Virtual Oncology Market Opportunities:

• Increasing investments by key market players: Emerging countries across Asia Pacific, Latin America and Middle East & Africa offer lucrative opportunities for virtual oncology solutions due to improving healthcare infrastructure, rising incidence of cancer and increasing health IT adoption. Increasing investments by key market players in AI platform cancer research. For instance, in November 2021, Sanofi, a pharmaceutical company, announced that they had invested $180 million equity investment into Owkin, a medical AI company, to support drug discovery and development initiatives through AI platform in four types of cancer
• Integration with hospital EMR systems and diagnostics equipment: There are abundant opportunities for virtual oncology solution providers to integrate their platforms with existing hospital EMR systems and diagnostic imaging equipment through APIs and interfaces. This will lead to easy, standardized data transfer between the virtual platform and a hospital’s internal systems for seamless workflows. Philips has already integrated its IntelliSite digital pathology solution with major EMR systems. Partnerships with imaging equipment companies can also allow access to imaging metadata for improving AI algorithms. Integrated platforms will be preferred by hospitals and cancer centers.

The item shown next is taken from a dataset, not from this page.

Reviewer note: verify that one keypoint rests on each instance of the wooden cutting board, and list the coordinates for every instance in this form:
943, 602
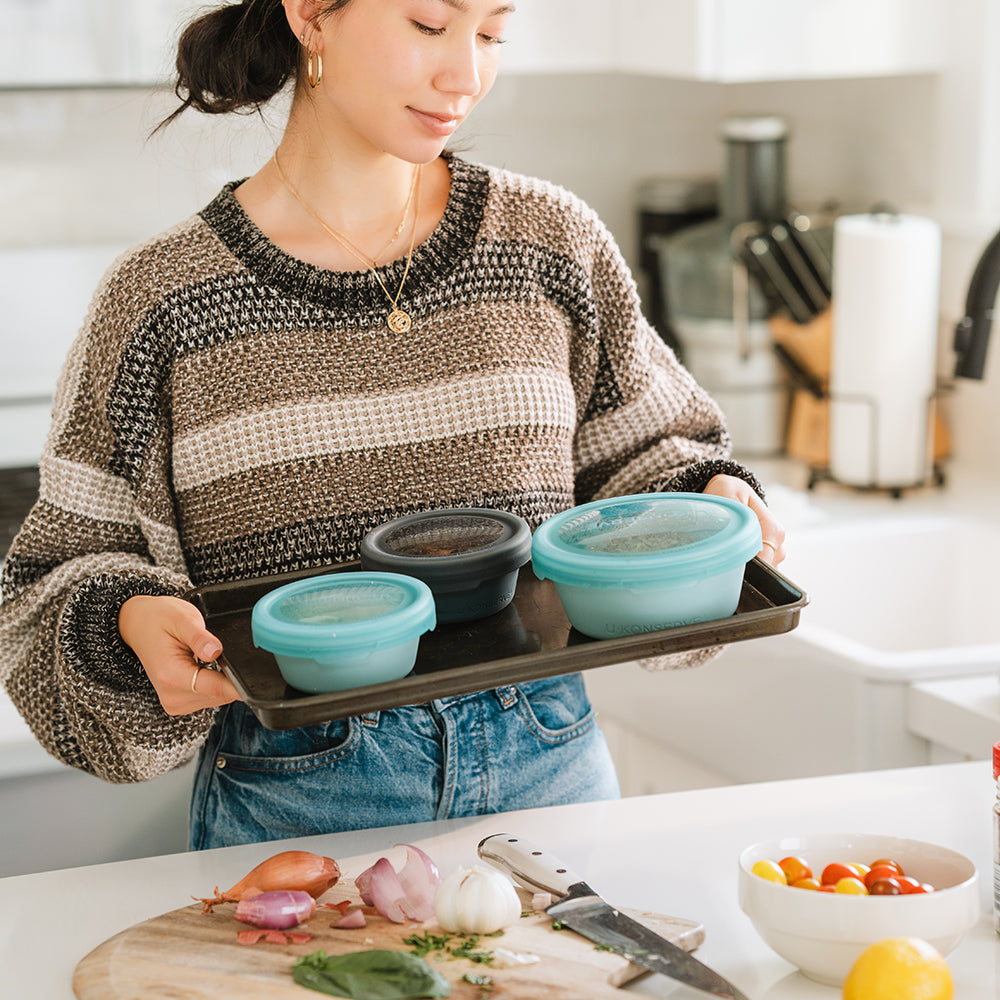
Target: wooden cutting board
188, 955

• Adoption of telemedicine and virtual care models for cancer: The COVID-19 pandemic accelerated the adoption of telehealth and virtual care models for delivering patient services remotely. Teleoncology models for cancer care management are gaining traction as they ensure continuity of care. Virtual oncology solutions that allow remote consultations, follow-ups, counselling and monitoring of side effects have an opportunity to penetrate the market. Players can develop specialized teleoncology services on their platforms
• Applications of blockchain technology: Blockchain has emerging applications in oncology for managing medical records, enhancing data security, enabling data sharing with privacy for research, streamlining clinical trials, and drug supply chain. Virtual oncology firms can incorporate blockchain to improve data interoperability, transparency and security on their platforms. Some companies are already piloting blockchain-based oncology platforms. For instance, Shivom uses blockchain to offer secure genomic data sharing, which helps researchers gain insights and facilitate personalized treatment. Blockchain integration presents an innovative opportunity for virtual oncology vendors.